Ее дыхание сбивается, а сладкий аромат смешивается со страхом и возбуждением. Она так уязвима сейчас. Я мог бы с легкостью вырвать ей яремную вену и покончить с этим.
Между нами воцаряется тишина.
"Готова поговорить?" шепчу я ей на ухо.
"А ты не думал попросить по-хорошему?" — задыхается она между хриплыми вдохами. "Потому что нагнетание страха мне ни к чему".
Лгунья.
"Это я прошу по-хорошему. Иначе ты была бы мертва". Мои пальцы дергаются на ее шее, чуть сжимаясь, чтобы она вздрогнула.
"Мне бы не хотелось видеть, как ты обращаешься со своей девушкой".
Хриплый смех вырывается из моих уст. "Монстры не способны любить, малышка".
"Ну, ты зря тратишь на меня время", — говорит она мягко, почти убедительно. "Я уже рассказала тебе все, что знаю".
"Ты удивишься, если узнаешь, в чем я могу заставить людей признаться", — рычу я, в груди вспыхивает разочарование. В ней есть что-то восхитительно манящее, что-то, что заставляет меня еще больше расширять границы.
Одним быстрым движением я поворачиваю ее лицом к себе. Просунув колено между ее ног, я заставляю ее замолчать, и вместо этого она тихонько стонет.
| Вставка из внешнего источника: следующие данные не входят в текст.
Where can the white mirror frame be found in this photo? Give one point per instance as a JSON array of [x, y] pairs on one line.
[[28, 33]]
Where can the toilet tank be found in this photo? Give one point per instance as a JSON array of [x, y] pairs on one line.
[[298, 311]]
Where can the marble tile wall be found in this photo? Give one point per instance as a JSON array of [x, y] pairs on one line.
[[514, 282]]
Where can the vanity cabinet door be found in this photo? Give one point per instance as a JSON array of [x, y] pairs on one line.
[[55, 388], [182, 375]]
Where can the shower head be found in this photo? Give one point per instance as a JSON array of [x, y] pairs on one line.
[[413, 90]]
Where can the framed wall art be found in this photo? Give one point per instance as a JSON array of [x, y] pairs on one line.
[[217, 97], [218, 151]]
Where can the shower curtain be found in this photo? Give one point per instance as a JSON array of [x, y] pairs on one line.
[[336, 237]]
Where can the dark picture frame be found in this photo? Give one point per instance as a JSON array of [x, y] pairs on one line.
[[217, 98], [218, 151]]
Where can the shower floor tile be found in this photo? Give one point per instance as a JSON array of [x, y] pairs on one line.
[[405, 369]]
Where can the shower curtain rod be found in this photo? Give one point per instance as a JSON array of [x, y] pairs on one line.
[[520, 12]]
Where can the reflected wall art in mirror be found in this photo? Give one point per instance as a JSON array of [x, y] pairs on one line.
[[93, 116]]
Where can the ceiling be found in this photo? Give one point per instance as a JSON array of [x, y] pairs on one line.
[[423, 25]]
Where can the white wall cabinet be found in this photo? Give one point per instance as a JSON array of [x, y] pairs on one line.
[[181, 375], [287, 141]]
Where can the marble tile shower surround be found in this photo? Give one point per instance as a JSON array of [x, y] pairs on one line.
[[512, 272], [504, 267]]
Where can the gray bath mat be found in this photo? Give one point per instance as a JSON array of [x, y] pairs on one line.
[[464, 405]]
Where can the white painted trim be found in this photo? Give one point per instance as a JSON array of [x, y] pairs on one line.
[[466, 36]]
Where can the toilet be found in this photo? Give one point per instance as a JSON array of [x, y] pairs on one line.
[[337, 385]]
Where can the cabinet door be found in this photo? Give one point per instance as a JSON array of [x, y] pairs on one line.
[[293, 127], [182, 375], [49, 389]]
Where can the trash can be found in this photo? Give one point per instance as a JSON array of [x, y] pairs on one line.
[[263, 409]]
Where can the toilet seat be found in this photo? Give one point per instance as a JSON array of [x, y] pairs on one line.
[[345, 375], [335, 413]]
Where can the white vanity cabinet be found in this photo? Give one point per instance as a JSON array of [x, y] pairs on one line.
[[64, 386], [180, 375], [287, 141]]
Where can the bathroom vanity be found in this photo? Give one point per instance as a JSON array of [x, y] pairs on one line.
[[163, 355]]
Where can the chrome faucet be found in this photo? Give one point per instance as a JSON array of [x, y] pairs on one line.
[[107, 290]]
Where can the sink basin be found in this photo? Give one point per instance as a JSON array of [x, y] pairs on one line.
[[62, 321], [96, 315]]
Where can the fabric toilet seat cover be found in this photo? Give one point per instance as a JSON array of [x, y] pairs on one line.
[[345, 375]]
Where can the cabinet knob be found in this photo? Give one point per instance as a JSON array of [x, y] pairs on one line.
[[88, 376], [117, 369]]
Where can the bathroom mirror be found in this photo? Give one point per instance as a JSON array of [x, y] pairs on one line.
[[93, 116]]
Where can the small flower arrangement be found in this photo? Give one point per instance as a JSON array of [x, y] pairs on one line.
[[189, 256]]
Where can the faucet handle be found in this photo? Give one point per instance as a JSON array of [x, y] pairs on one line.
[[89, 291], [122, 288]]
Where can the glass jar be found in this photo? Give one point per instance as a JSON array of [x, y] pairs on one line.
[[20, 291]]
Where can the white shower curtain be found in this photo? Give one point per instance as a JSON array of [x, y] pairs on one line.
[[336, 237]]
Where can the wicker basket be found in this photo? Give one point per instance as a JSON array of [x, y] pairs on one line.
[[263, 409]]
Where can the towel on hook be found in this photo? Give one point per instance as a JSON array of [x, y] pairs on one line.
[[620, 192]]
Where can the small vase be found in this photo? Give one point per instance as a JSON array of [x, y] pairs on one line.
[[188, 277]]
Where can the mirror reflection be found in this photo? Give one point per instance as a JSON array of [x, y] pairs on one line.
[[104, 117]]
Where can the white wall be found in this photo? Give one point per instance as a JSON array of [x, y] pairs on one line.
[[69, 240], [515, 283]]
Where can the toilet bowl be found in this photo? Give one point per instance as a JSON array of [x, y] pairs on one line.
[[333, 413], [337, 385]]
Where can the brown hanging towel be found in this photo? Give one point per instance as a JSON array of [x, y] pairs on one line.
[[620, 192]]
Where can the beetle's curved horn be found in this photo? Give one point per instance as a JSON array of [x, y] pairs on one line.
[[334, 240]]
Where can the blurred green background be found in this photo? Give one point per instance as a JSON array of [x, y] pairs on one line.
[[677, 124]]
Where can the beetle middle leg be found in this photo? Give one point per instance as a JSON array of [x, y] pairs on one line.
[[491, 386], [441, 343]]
Черт меня побери, но она восхитительна.
Я быстро скольжу рукой к ее затылку, сжимаю в кулак ее волосы и притягиваю ее к себе. Наши губы сталкиваются, и я впиваюсь в ее рот.
Мммм, она на вкус как сладкие ягоды. А остальные части ее тела такие же сладкие?
Она вцепилась в мои плечи. Пытается оттолкнуть меня от себя, но безуспешно. Прижимаясь грудью к груди, я чувствую, как ее сиськи прижимаются ко мне, как бешено бьется ее сердце. Все, что она делает — вся ее борьба — только заставляет мой член твердеть. Для меня это усиливает остроту ощущений, чувство охоты и, наконец, притязания на приз. Особенно когда ее дыхание становится все более учащенным, как задыхание, а ее рывки все более отчаянными.